Однако область рациональности Буддой полностью признается. В нее включается и мировоззренческая проблематика. Возникает новый вопрос: относится ли Будда к тем философам, которые допускают однозначные, «догматические» решения этих проблем, или он ближе к «скептикам» и тем, кто уклоняется от подобных решений, подобно «скользким угрям»? Ответ и на этот вопрос однозначным быть не может. В текстах палийского канона ему приписываются положения, согласно которым он высказывает только некатегорические суждения (вибхаджавадин) и настаивает, чтобы его не путали с теми, кто выносит по каким-либо вопросам суждения категорические (экамсавадин). Кажется, близость к «скользким угрям» очевидна. Но вот в диалоге с Поттахападой из Дигха-никаи в ответ на предположение паривраджака, что неизвестны категорические высказывания Будды, он возражает, что излагает доктрины и некатегорические и категорические. И уточняет свою мысль — к категорическим относятся такие основополагающие истины, как четыре «благородные истины» о страдании, к некатегорическим — истины типа того, что мир безначален (или, наоборот, имеет начало) и т. д. Следовательно, и здесь тот же «срединный путь» — путь признания, что не все однозначно разрешимо и не все неразрешимо.

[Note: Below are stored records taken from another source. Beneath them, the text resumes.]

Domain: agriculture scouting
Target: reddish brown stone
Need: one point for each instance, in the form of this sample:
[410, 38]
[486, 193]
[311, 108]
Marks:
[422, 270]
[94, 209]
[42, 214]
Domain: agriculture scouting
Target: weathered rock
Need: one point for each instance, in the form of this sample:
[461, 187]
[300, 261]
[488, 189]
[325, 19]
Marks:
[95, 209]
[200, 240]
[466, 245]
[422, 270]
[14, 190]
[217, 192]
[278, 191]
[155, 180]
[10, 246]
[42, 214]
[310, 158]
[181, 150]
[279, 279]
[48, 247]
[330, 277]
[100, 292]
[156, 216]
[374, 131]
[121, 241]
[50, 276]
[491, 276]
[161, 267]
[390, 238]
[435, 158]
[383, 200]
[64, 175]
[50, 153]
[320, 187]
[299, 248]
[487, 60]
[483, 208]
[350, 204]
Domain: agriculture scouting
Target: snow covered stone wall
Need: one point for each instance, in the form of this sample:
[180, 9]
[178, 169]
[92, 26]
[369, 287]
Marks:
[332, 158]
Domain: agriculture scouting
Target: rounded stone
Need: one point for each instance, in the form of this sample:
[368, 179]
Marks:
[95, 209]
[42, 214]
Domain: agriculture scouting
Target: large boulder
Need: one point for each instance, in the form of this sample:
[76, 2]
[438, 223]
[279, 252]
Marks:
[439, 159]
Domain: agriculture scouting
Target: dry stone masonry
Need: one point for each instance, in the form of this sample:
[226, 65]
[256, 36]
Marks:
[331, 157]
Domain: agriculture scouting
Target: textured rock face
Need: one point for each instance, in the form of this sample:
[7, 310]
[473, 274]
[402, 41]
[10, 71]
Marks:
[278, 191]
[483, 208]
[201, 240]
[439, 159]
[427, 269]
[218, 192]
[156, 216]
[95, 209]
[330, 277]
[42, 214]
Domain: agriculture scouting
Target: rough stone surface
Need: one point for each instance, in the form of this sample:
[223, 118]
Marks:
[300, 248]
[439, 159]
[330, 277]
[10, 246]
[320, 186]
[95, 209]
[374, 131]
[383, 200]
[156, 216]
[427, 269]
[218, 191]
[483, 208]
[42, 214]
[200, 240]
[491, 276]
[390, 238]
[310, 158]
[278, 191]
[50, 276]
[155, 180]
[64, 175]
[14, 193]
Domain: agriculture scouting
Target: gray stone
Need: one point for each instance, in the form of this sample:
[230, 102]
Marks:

Однако и однозначно неразрешимые проблемы также для Будды не однозначны. Он различает среди них те, которые не получают категорического решения потому, что неправильно сформулированы, и те, которые не получают этого решения по той причине, что они неразрешимы в принципе (авьяката). «Метафизические вопросы», начиная с безначальности мира и кончая посмертным существованием «совершенного», относятся к последним.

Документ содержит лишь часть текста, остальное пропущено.